Nei nostri tenebrosi e sgangherati tempi, il plebeismo politico si attovaglia sera dopo sera in private dimore e pubblici locali per ragionare di come porsi quando il Cavaliere uscirà di scena. Si formano correnti e si disfano poco dopo con una frenesia che ha dell’incredibile: il fregolismo è la nuova ideologia o meglio la prassi a cui sembrano devoti i berluscones. S’adombrano accordi spuri per salvarsi la cadrega; si innescano marce di allontanamento dal berlusconismo ortodosso perché ritenuto morente e nessuno degli oligarchi, comprensibilmente, vuol finire nella tomba, per quanto sontuosa, di una politica che sta sbiadendo in illusione.

Quanta tristezza. Fossimo in Berlusconi, i traditori non li cercheremmo fuori dalla sua cerchia ristretta, ma guarderemmo più vicino. E, al di là dei nomi, che significano poco o nulla senza Berlusconi, ci faremmo spiegare da chi di dovere, cioè da tutti coloro a cui ha messo in mano massicce dosi di potere da gestire a piacimento, perché non s’inventano una politica in grado di rivitalizzare quel pasticcio (da chi scrive sempre riguardato come tale, senza giustificazioni, anche su questo sito) chiamato Popolo della libertà?

Quando si è a corto di idee, progetti, programmi, entusiasmi, passioni, s’inventano gli organigrammi, le strutture, le sovrastrutture, i metodi di selezione della classe dirigente. Ma credono davvero, i nuovi diadochi, che gli elettori del centrodestra sono tutti stupidi? Dovranno pure interrogarsi sulle ragioni di una perdita di consenso tanto rapida all’apogeo del berlusconismo stesso, dopo aver trionfato in ben tre consultazioni elettorali di seguito in due anni. E qualche risposta dovrebbero pure provare a darla.

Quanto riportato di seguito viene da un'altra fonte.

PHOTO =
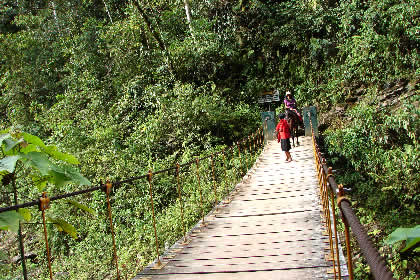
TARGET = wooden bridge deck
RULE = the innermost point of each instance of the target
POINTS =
(271, 229)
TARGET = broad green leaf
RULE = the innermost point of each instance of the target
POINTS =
(10, 143)
(40, 183)
(39, 161)
(25, 213)
(67, 174)
(32, 139)
(3, 137)
(9, 163)
(55, 153)
(59, 177)
(81, 206)
(29, 148)
(410, 235)
(10, 220)
(62, 225)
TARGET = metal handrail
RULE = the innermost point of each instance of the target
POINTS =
(44, 201)
(328, 186)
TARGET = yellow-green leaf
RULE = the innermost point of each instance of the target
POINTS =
(25, 213)
(81, 206)
(62, 225)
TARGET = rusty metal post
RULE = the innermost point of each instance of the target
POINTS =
(346, 232)
(199, 188)
(149, 179)
(44, 204)
(240, 158)
(324, 182)
(226, 179)
(335, 225)
(250, 152)
(108, 187)
(20, 236)
(214, 180)
(181, 202)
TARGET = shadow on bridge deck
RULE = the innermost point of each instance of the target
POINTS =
(271, 228)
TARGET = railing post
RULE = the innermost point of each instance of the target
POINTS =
(108, 187)
(240, 158)
(250, 152)
(199, 188)
(21, 244)
(214, 180)
(44, 204)
(328, 217)
(149, 179)
(335, 223)
(341, 197)
(181, 202)
(226, 179)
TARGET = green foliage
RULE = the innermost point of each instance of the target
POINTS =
(10, 220)
(411, 236)
(126, 92)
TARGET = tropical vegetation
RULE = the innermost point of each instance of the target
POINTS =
(116, 88)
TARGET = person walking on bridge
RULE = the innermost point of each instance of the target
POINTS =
(291, 104)
(283, 136)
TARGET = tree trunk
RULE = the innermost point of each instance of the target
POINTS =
(155, 34)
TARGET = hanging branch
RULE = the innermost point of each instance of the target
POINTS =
(155, 34)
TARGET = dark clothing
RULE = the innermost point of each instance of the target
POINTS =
(285, 145)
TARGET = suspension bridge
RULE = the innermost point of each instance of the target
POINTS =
(278, 222)
(270, 227)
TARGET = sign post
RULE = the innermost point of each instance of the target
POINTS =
(309, 114)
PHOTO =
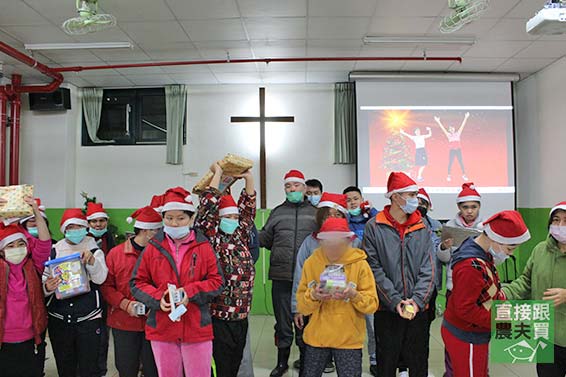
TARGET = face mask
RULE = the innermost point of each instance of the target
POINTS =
(410, 206)
(315, 199)
(295, 197)
(33, 231)
(499, 257)
(15, 255)
(76, 236)
(355, 212)
(558, 232)
(229, 226)
(177, 232)
(98, 233)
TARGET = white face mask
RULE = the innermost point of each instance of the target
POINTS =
(15, 255)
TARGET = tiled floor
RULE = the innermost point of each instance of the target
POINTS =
(265, 354)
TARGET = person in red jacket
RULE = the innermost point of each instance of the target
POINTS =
(466, 329)
(23, 316)
(180, 326)
(124, 316)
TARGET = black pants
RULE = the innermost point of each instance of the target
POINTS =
(558, 369)
(21, 359)
(281, 293)
(76, 346)
(402, 341)
(348, 362)
(131, 348)
(228, 346)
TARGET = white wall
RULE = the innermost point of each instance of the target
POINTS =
(541, 137)
(127, 176)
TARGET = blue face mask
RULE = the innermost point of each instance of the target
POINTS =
(410, 206)
(177, 232)
(76, 236)
(98, 233)
(229, 226)
(314, 199)
(355, 212)
(33, 231)
(295, 197)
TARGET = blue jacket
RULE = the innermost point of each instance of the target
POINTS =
(358, 223)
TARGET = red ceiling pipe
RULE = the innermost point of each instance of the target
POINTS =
(3, 136)
(261, 60)
(28, 60)
(15, 133)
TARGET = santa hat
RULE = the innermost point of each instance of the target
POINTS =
(336, 201)
(400, 182)
(468, 193)
(95, 211)
(295, 176)
(424, 196)
(561, 205)
(41, 209)
(228, 206)
(9, 234)
(177, 199)
(146, 218)
(73, 216)
(335, 228)
(507, 228)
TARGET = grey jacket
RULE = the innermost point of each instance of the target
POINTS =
(287, 227)
(403, 269)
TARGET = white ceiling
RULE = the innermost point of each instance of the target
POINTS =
(165, 30)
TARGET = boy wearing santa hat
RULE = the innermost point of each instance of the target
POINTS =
(400, 253)
(466, 329)
(75, 324)
(127, 316)
(228, 227)
(287, 227)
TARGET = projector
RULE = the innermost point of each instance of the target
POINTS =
(549, 20)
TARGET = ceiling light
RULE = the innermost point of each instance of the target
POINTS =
(371, 39)
(76, 46)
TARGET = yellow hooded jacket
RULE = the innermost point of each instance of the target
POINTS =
(334, 323)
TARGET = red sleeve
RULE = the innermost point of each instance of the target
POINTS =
(141, 283)
(468, 284)
(109, 290)
(203, 291)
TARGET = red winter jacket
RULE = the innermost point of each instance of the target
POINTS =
(121, 261)
(199, 276)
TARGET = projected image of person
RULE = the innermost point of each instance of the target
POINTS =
(421, 157)
(454, 140)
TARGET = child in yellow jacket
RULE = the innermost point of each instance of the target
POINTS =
(337, 290)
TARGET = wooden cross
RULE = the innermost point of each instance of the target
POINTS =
(262, 120)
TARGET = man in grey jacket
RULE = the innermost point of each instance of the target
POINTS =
(400, 253)
(286, 228)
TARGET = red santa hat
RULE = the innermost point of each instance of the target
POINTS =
(228, 206)
(400, 182)
(424, 196)
(177, 199)
(9, 234)
(73, 216)
(95, 211)
(336, 201)
(41, 209)
(561, 205)
(335, 228)
(507, 228)
(146, 218)
(294, 176)
(468, 193)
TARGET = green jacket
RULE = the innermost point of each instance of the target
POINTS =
(546, 268)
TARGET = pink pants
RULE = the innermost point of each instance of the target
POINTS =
(172, 358)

Certo, è dura continuare a far finta di niente, aprendo fronti quotidianamente e regalando perfino chi non avrebbe nessun interesse ad apparire come un cadeau, agli avversari soltanto per nascondere l’esaurimento di una spinta propulsiva. Berlusconi dovrebbe prendere da chi lo ha osannato oltre misura, spiegazioni convincenti. E lui stesso, proprio nel momento in cui decide di dare vita ad un nuovo modello organizzativo, dovrebbe liberarsi della zavorra che impedisce la ripartenza in tante regioni.

Al punto in cui stanno le cose, non credo che Berlusconi possa fare altro. Limitare i danni sgombrando il tavolo dalle questioni più spinose che lo stanno logorando; mettere alla porta i maggiordomi travestiti da politici che gli dicono sempre di sì, fin quando stazionano a Palazzo Grazioli per poi tramare con i loro compari nella prospettiva che il Capo abbandoni il campo; rilanciare, per come può, l’azione di governo parlando chiaramente alla nazione e dicendo che non tutto va per il verso giusto. Se poi sulla giustizia si decidesse a fare una riforma organica, invece che leggi occasionali, forse potrebbe resistere ancora e vedere la faccia che farebbero i suoi antichi sodali che si sono scoperti vergini improvvisamente.

Certo, non è più tempo di grandi passioni. Ma almeno provare a costruire qualcosa che dia il senso di una speranza possibile, sul piano dei valori da recuperare e di una nuova Italia (meno volgare e cialtrona) da reinventare, credo si possa fare.